Mr. Moore contends that Al Qaeda has not "made its living" by hitting large, highly secure and scheduled events. The only time they tried recently was during the millennium, when Ahmed Rezzam, an Al Qaeda operative based in Canada, was arrested as he crossed into the US with a bomb in his car that he planned to detonate at the Los Angeles airport. But US intelligence agencies and the NYPD are taking seriously recent intelligence that indicates that Al Qaeda hoped to interrupt this fall's election.
"They know it's certainly a target, let's not forget what happened in Madrid before the elections," says Richard "Bo" Dietl, a security consultant to the Republican National Convention. "This is a threat that's really there and it's always going to be there now, and people have to realize that."
Many New Yorkers like Rabbi Shimon Grama are already quite accustomed to the regular armed presence and roadblocks near tunnels and bridges where trucks are stopped and checked. And like most New Yorkers he has an opinion about it. Rabbi Grama was once a sergeant major in the Israeli army, and while he applauds the NYPD for doing "almost everything they can," he also had a few concerns.
"I didn't see them checking gas tanks. In Israel, we had a simple stick that we put into the gas tank to see whether the depth is proper and sometimes we came across a situation with a fake bottom," he says. "Any terrorist who's going to come in, isn't going to put the bomb in the back of the truck, they're going to hide it in their gas tank."
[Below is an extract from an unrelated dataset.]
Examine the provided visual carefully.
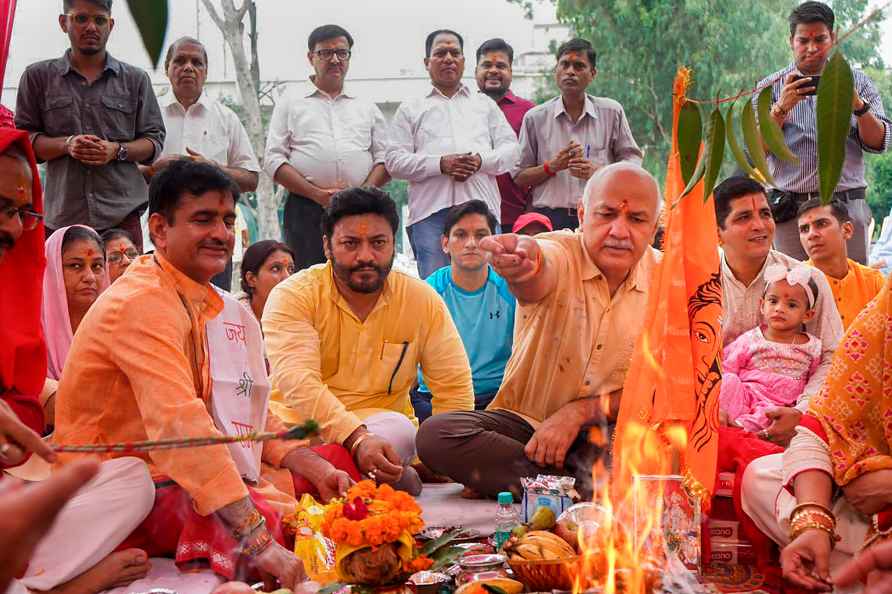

But Detective Joe Putkowski, who's been a bomb technician with the NYPD for 16 years, says it's impossible to check every single truck that comes into the city. "New York has a unique situation that no other city has, we have all of these people and vehicles in and out, trucks double parked all over the place making deliveries," he says. "If we determine a truck is suspicious we run a dog around it, but there are certain things you don't have to do every time."
Detective Putkowski, like Mayor Michael Bloomberg, is confident that if there's trouble, the city will be prepared.